You can find Instant Affiliate Link Master around the Internet. I didn’t pay for it, I received it as a bonus for joining a site. It would be one of the items available in the Network library if I set that up as a membership site.

That’s Wise also has a free link cloaker. Just type in your values and click Generate, and you’re done. The tool, unfortunately, uses frames rather than iframes, and so is not quite up to speed for modern web browsers. It should work fine, but iframes are the recommended method these days.

Another option for link cloaking is to use a service such as URLFreeze. The main problem with URLFreeze generated links is that they look ugly, and no more realistic than the affiliate links themselves. But they’re free and don’t require you to have your own website, so many people use them for email campaigns.

What do you think? Is link cloaking something that you worry about?

9 Replies to “Subliminal Link Cloaking”

  1. I wonder about the color of the ‘hat’ used in this one.

    I like the pathway that reads like a sentence, but worry about the legalities, (perceived and actual) and reader trust issues.

    I suppose this can be couneracted by adding a notation “(aff.)” after the link, to show that is is an affiliate link. This would allow the use of this method to cloak the actual code, without cloaking the affiliate relationship between the blog author and the link.

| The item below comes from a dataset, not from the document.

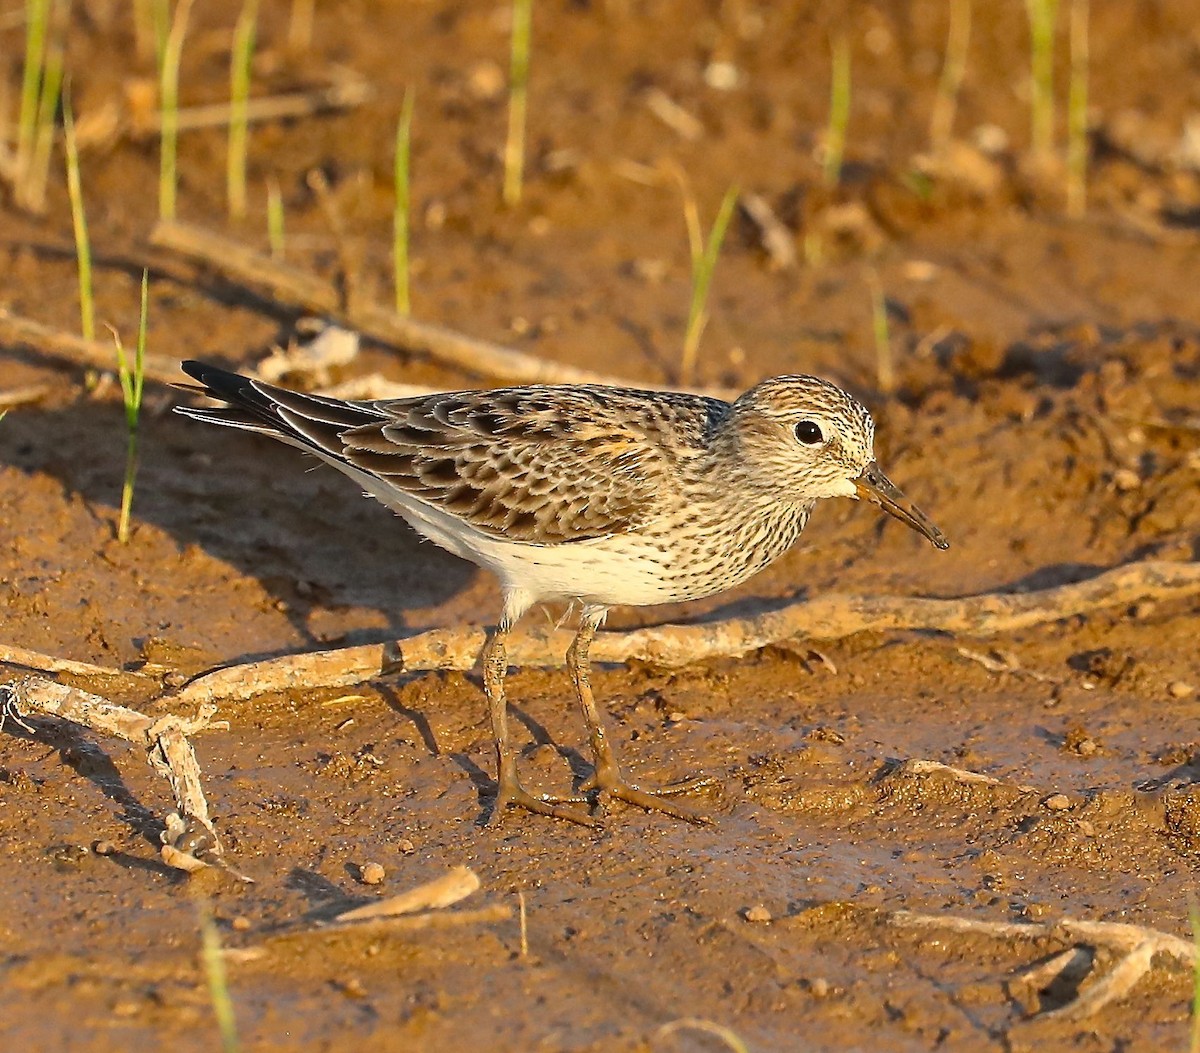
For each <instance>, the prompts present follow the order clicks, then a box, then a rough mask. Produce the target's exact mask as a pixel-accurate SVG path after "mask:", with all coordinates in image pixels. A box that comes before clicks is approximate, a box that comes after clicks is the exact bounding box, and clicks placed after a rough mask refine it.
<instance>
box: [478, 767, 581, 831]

  2. I’m not sure how meaningful (aff.) is to most readers, especially those new to the Internet. I pretty much assume a cloaked link is an affiliate link, although there are other reasons to cloak links (such as tracking outbound clicks if your analytics program doesn’t do it).

    But again, someone new to the Internet won’t know that, either.

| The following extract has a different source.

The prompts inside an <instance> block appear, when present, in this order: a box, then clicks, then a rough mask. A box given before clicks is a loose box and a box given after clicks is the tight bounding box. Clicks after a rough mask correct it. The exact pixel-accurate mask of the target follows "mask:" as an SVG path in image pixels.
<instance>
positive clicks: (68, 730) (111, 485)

  3. I have been wondering about this. I’ve put amazon links here and there when I mention a product, but make no mention of the affiliate link. I assumed everyone would know. But then, recently (can’t find the blog post with a quick search) I read that this might be a legal problem by not mentioning somewhere on the blog that the links are affiliate links.

    I think it was okay if there is a policy somewhere on the site, and I’m working on that. Like you said, I assume all links are affiliate links.

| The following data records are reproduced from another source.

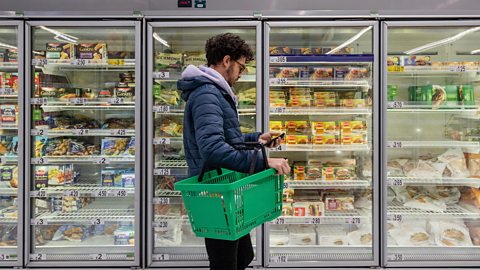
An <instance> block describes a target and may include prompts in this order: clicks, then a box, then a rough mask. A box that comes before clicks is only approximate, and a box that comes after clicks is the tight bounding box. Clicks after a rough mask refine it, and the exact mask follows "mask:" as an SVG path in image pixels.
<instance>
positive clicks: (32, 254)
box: [30, 254, 47, 261]
mask: <svg viewBox="0 0 480 270" xmlns="http://www.w3.org/2000/svg"><path fill="white" fill-rule="evenodd" d="M30 260H31V261H46V260H47V255H46V254H30Z"/></svg>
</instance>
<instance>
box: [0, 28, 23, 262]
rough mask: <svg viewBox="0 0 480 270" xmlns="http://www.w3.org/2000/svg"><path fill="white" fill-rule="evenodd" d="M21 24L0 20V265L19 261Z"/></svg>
mask: <svg viewBox="0 0 480 270" xmlns="http://www.w3.org/2000/svg"><path fill="white" fill-rule="evenodd" d="M22 28H23V24H22V23H12V22H9V23H7V22H0V235H1V236H0V266H14V265H17V266H18V264H20V265H21V264H22V260H21V258H22V257H21V254H22V252H21V246H22V241H23V240H22V239H23V238H22V236H21V235H20V233H21V232H22V231H23V230H22V226H23V225H22V224H23V222H22V219H21V218H22V217H23V212H22V209H23V199H22V198H23V196H19V195H20V194H22V193H23V190H22V188H23V170H22V169H19V168H22V167H23V154H22V153H23V137H22V136H21V135H20V136H19V134H22V132H23V128H22V126H23V104H22V103H21V101H22V100H23V55H20V54H19V52H21V51H23V48H22V47H19V46H23V29H22ZM19 101H20V103H19ZM18 217H20V219H19V218H18ZM18 243H20V245H18ZM19 246H20V248H19ZM19 250H20V252H19Z"/></svg>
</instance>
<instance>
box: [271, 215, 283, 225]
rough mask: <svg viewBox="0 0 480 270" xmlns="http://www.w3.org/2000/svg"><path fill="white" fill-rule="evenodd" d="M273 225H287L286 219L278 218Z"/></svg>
mask: <svg viewBox="0 0 480 270" xmlns="http://www.w3.org/2000/svg"><path fill="white" fill-rule="evenodd" d="M273 224H275V225H282V224H285V218H281V217H280V218H276V219H275V221H273Z"/></svg>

  4. It depends on the terms and conditions of the company you’re linking to. Click Bank, for example, requires a disclosure statement. I’m not sure about Amazon. A simple disclosure page generally satisfies the requirement without needing to mark up each link.

  5. I need to make a disclosure page. I also need to make up a ‘review’ policy, as a couple of publishers have sent me books to review. I have a comment policy in place.

    I guess, in addition to an editor and a PR team, I need a legal department, too.

  6. [quote post=”268″]I guess, in addition to an editor and a PR team, I need a legal department, too.[/quote]

    It’s almost true these days. Once you have your corporate empire setup, you’ll only need to generate ideas for the blog and everything else will run on automatic.

  7. I never used link cloaking before. In fact, this is actually the first time that I have even heard about it. When I first read this post, it sounded interesting but the more I read, the more it sounded like it was a lot of trouble. I know that it is probably easy to do but to have to keep going back dressing the link up, just seems like a lot of work.

  8. I like that phrase, “tinted hat strategy”. In most cases, I think you’re right, the person really doesn’t recommend the product, they want to make a sale. So it’s a bit of extra psychology to push you into buying.

    It must work well, because all the gurus are using it. You can learn a lot from watching what they do, as opposed to what they tell you to do.